After they turned the mules loose, Dora tried to figure out what she could feed her husband without the use of fire while Smith got busy on the fence. The fence was not much, but having only two wagons, they could not form a proper defensive circle; the best that could be done was to angle the wagons as far as the front axle of the second wagon permitted, then surround the bivouac with a fence of sorts-sharpened stakes of brasswood, each two meters long, and held together and spaced by what passed for rope in New Pittsburgh. The result, when held up on two sides by wagons and braced to the ground along the hypotenuse, constituted a high and fairly nasty picket fence. It would not slow up a dragon, but this was not dragon country. Lopers did not like it.

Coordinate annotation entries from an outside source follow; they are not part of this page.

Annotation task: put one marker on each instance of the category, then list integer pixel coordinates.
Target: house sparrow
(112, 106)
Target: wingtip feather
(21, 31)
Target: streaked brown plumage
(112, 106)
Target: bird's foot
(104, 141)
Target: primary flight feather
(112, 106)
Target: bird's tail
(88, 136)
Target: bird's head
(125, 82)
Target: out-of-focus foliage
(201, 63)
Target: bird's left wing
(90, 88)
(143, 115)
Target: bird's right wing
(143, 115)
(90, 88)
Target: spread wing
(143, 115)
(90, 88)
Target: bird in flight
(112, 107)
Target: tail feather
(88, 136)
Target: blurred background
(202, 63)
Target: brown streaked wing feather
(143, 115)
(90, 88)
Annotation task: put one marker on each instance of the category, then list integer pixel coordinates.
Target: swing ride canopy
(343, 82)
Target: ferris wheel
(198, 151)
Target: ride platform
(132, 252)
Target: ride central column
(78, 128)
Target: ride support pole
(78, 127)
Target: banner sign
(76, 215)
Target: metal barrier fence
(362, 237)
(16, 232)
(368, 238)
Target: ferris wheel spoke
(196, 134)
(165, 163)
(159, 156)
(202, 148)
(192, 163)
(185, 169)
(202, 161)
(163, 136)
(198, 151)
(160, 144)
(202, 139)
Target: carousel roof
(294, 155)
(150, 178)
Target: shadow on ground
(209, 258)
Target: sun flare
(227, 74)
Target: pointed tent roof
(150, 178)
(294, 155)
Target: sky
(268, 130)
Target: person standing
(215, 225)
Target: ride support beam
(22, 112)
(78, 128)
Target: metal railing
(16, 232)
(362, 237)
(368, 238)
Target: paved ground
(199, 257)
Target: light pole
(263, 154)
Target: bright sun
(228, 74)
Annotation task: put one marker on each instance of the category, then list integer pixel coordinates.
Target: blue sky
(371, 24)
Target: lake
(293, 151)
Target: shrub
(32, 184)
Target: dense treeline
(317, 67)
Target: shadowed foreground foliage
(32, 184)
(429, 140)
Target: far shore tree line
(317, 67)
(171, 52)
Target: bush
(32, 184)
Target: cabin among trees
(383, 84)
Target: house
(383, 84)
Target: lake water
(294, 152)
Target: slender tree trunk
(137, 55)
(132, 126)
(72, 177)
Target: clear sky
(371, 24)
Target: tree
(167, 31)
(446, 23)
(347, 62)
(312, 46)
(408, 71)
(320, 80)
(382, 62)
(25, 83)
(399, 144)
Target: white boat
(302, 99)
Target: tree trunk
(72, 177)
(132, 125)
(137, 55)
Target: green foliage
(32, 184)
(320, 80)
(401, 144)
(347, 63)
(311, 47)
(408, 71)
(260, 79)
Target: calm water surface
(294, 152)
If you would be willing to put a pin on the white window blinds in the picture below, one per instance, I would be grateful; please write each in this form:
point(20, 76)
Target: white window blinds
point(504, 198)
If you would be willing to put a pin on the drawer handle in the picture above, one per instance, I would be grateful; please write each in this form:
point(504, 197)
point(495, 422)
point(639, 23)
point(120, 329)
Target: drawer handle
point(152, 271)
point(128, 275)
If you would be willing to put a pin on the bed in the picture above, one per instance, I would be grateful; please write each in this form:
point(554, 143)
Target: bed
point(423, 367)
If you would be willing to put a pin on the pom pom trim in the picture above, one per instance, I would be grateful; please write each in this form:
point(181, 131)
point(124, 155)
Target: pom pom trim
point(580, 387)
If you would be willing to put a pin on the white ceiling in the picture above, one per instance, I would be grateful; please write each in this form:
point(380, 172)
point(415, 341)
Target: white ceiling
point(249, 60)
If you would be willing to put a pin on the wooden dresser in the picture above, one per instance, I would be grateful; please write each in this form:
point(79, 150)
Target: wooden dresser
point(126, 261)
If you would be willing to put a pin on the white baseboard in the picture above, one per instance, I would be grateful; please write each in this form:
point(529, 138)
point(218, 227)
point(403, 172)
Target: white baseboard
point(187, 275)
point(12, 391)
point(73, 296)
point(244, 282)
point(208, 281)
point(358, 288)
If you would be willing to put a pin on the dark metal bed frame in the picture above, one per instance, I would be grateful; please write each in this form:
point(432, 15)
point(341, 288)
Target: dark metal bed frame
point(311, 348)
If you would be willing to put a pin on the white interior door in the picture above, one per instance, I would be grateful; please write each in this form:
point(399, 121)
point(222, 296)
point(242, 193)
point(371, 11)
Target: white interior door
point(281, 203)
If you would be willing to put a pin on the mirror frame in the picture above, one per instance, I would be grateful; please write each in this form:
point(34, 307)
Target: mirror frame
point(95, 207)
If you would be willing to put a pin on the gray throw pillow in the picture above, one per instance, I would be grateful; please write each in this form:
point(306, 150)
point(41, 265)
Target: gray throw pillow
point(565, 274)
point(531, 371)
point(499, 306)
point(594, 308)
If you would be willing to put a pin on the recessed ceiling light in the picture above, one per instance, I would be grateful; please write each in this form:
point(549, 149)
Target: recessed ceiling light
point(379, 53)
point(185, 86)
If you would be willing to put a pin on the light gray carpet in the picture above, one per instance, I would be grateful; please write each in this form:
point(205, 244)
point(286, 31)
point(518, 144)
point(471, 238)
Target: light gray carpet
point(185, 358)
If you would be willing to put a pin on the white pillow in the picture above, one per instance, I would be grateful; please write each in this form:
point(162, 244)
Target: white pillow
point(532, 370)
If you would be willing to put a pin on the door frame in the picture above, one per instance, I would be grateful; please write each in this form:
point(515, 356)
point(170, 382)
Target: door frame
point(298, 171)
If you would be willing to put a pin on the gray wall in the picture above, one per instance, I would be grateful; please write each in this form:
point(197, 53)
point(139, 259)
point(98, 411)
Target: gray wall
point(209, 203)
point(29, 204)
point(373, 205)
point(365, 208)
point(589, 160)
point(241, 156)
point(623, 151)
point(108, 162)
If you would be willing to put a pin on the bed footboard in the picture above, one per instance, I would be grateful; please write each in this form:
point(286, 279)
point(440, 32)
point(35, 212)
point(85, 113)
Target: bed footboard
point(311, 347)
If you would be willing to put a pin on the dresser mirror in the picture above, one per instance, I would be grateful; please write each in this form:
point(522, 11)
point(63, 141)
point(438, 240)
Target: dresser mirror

Smith did not like it much, either, but it was made on New Beginnings of all-native materials, could be repaired by a man who was handy, did not weigh much, could be abandoned with no great loss-and contained no metal. Smith had beer able to buy two sturdy, boat-bodied, Conestoga-type wagons in New Pittsburgh only by offering in part payment complete hardware for two other wagons-hardware imported across the light-years in the Andy I. New Pittsburgh was far more "New" than "Pittsburgh"; there was iron ore there and coal, but its' metals industry was still primitive.

The chickens, the sow, the goats, and even the humans were tasty temptations to wild lopers, but with the goats and kids shooed inside the kraal, two alert watchdogs, and sixteen mules grazing on all sides, Smith felt reasonably secure at night. True, a loper might get a mule, but it was much more likely that the mule would get the loper-especially as other mules would close in and help stomp the carnivore. These mules did not run from a loper; they struck out at him. Smith thought that, in time, mules might clean out the varmints even more than man did, make them as scarce as mountain lions had been in his youth.

A mule-stomped loper was readily converted into loper steak, loper Stew, loper jerky-and dog and cat food, and Mrs Porky the sow enjoyed the offal-all at no loss to the mules. Smith did not care much for loper in any form; the meat was too strongly flavored for his taste-but it, was better than nothing and kept them from digging too deeply into food they had hauled along, Dora did not share her husband's distaste for loper meat; born there aid having eaten it now and then since earliest childhood, it seemed to her a normal food.